Bierlein lässt Schredder-Vorwürfe prüfen

Sehr knapp kommentiert das Kanzleramt die Affäre um die Schredderung von Akten unter Regierungschef Sebastian Kurz (ÖVP), infolge derer Staatsanwaltschaft und Polizei Ermittlungen eingeleitet haben. Kanzlerin Brigitte Bierlein habe umgehend eine interne Evaluierung veranlasst, nicht zuletzt im Hinblick auf entsprechende parlamentarische Anfragen, hieß es heute in einer kurzen Stellungnahme.

Die Datenvernichtung an sich stößt aber offenkundig nicht auf Missfallen der Kanzlerin. Denn Bierleins Büro hält fest: „Die Löschung bestimmter sensibler, nicht dem Bundesarchivgesetz unterliegender Daten entspricht der üblichen Praxis bei Regierungswechseln.“

Kurz: „Üblicher Vorgang“

Kurz holte die Schredderaffäre indes bei seiner Silicon-Valley-Reise ein. Es würden bei einem Regierungswechsel „Laptops und Handys zurückgegeben und Druckerdaten gelöscht bzw. vernichtet“, sagte er vor österreichischen Journalisten in Palo Alto (Kalifornien) gestern Nachmittag (Ortszeit). „Das ist ein üblicher Vorgang.“

Ein Kanzleramtsmitarbeiter hatte im Mai zwischen dem Platzen der ÖVP-FPÖ-Koalition und dem Misstrauensantrag gegen Kurz eine Druckerfestplatte bei der Firma Reisswolf schreddern lassen. Für Kritik sorgt nun, dass die Vernichtung der Festplatte nicht von der IT-Abteilung des Kanzleramts durchgeführt wurde, sondern unter Angabe eines falschen Namens von einem Mitarbeiter, der mittlerweile zur ÖVP gewechselt ist.

Mann zahlte Rechnung nicht

Aufgeflogen war die Causa, weil der Mann die Rechnung nicht bezahlt hatte. Über seine Telefonnummer wurde er ausgeforscht und angezeigt. Die „SoKo Ibiza“ prüft nun, ob mit der Datenvernichtung wenige Tage nach Auffliegen des „Ibiza-Skandals“ Beweismittel unterschlagen wurden. Auch die anderen Parteien im Nationalrat wollen wissen, welche Unterlagen vernichtet wurden.
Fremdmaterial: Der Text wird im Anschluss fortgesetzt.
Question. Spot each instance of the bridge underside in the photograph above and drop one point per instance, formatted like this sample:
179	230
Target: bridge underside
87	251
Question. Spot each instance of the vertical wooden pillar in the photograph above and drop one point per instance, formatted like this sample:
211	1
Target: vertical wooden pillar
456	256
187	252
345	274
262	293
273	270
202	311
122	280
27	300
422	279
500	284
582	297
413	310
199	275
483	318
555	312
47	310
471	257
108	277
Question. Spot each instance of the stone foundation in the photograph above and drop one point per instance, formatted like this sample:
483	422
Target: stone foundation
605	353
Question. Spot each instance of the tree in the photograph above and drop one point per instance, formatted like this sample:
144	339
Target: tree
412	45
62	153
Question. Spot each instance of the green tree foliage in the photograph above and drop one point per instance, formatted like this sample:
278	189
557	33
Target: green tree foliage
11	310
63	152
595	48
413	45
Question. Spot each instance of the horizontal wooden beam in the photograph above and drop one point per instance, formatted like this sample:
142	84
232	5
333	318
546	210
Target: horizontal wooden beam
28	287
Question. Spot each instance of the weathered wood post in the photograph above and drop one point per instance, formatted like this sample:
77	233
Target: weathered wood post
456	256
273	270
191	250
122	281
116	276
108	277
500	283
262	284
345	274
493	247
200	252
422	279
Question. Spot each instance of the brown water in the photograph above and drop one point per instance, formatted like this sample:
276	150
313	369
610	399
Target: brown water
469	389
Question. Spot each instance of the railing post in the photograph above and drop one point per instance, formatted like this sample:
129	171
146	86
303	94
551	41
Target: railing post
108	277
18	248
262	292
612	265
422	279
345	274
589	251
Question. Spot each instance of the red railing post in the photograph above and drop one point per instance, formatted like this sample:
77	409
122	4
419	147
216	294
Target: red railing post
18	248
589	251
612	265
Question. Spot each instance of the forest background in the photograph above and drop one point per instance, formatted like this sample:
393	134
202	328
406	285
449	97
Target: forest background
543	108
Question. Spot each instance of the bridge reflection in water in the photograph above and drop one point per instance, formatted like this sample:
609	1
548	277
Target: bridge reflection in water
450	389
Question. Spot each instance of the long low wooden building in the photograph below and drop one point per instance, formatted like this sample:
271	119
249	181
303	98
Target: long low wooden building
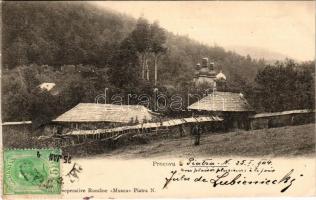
232	107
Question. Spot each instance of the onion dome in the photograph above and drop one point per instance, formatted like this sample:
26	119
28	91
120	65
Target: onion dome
220	76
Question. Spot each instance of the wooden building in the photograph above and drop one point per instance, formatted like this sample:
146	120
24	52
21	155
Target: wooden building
232	107
93	116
„Es ist ein vollkommen normaler Vorgang, dass sensibel mit Daten umgegangen wird“, verteidigte Kurz das Vorgehen. Es gehe darum, Datensicherheit bei einem Regierungswechsel zu gewährleisten. Dass der Mitarbeiter „schlampig agiert“ und die Rechnung nicht gezahlt habe, sei „nicht korrekt gewesen“.

Der Mitarbeiter habe „mittlerweile die Rechnung beglichen“ und „sich entschuldigt“, so der Ex-Kanzler. Einen Zusammenhang mit dem „Ibiza-Video“ gebe es nicht. Das seien Unterstellungen und Falschbehauptungen.
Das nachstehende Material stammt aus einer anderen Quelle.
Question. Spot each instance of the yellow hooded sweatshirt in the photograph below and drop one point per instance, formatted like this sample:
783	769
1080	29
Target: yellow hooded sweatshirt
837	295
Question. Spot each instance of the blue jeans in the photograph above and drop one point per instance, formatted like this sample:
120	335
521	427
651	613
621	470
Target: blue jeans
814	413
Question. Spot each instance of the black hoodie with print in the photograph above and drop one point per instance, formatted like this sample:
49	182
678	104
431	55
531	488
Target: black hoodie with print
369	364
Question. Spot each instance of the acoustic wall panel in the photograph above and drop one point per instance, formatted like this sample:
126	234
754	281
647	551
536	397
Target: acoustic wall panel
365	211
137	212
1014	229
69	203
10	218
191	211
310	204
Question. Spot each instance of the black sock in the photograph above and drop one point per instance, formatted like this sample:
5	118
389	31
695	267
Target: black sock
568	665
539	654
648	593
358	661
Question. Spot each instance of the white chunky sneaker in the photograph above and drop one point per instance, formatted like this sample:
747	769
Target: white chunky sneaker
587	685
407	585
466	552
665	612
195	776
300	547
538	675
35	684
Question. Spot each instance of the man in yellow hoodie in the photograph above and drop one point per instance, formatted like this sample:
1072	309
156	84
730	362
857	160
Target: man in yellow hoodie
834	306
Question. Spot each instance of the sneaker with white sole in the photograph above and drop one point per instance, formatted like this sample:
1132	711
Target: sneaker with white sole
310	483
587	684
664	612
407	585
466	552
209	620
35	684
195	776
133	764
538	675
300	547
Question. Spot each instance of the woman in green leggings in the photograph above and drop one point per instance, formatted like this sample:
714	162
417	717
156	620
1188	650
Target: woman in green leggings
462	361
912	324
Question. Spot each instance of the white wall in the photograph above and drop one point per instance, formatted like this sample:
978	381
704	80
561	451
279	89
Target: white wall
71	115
Kickl betont rechtmäßige Übergabe

Der vormalige Innenminister Herbert Kickl (FPÖ) sagte heute auf APA-Anfrage, dass er bei seinem Abgang sämtliche Akten ins Staatsarchiv geliefert habe. Vernichtet und entsorgt worden sei nur das, „was an nicht mehr gebrauchten Ausdrucken, Broschüren etc. in den Büros der Mitarbeiter lagerte“, hieß es aus dem Büro des geschäftsführenden FPÖ-Klubobmanns.

Hintergrund: Seit Bekanntwerden der Vorkommnisse um den ÖVP-Mitarbeiter wird aus ÖVP-Kreisen darauf verwiesen, dass bei Kickls Abgang aus dem Innenministerium ein Lkw der Firma Reisswolf vor der Tür des Ministeriums gestanden war. Kickl meinte nun zur damaligen Entsorgungsaktion: Es sei schließlich auch ein Gebot der Höflichkeit, die Räume in gebrauchsfähigem Zustand zu übergeben.

Leichtfried kritisiert Kurz

Indes kritisierte der stellvertretende SPÖ-Klubobmann Jörg Leichtfried in einer Aussendung, dass Kurz von einem üblichen Vorgang gesprochen hatte. Das zeige, dass der Altkanzler und seine Vertrauten ein absurdes Verständnis von Recht und Transparenz hätten.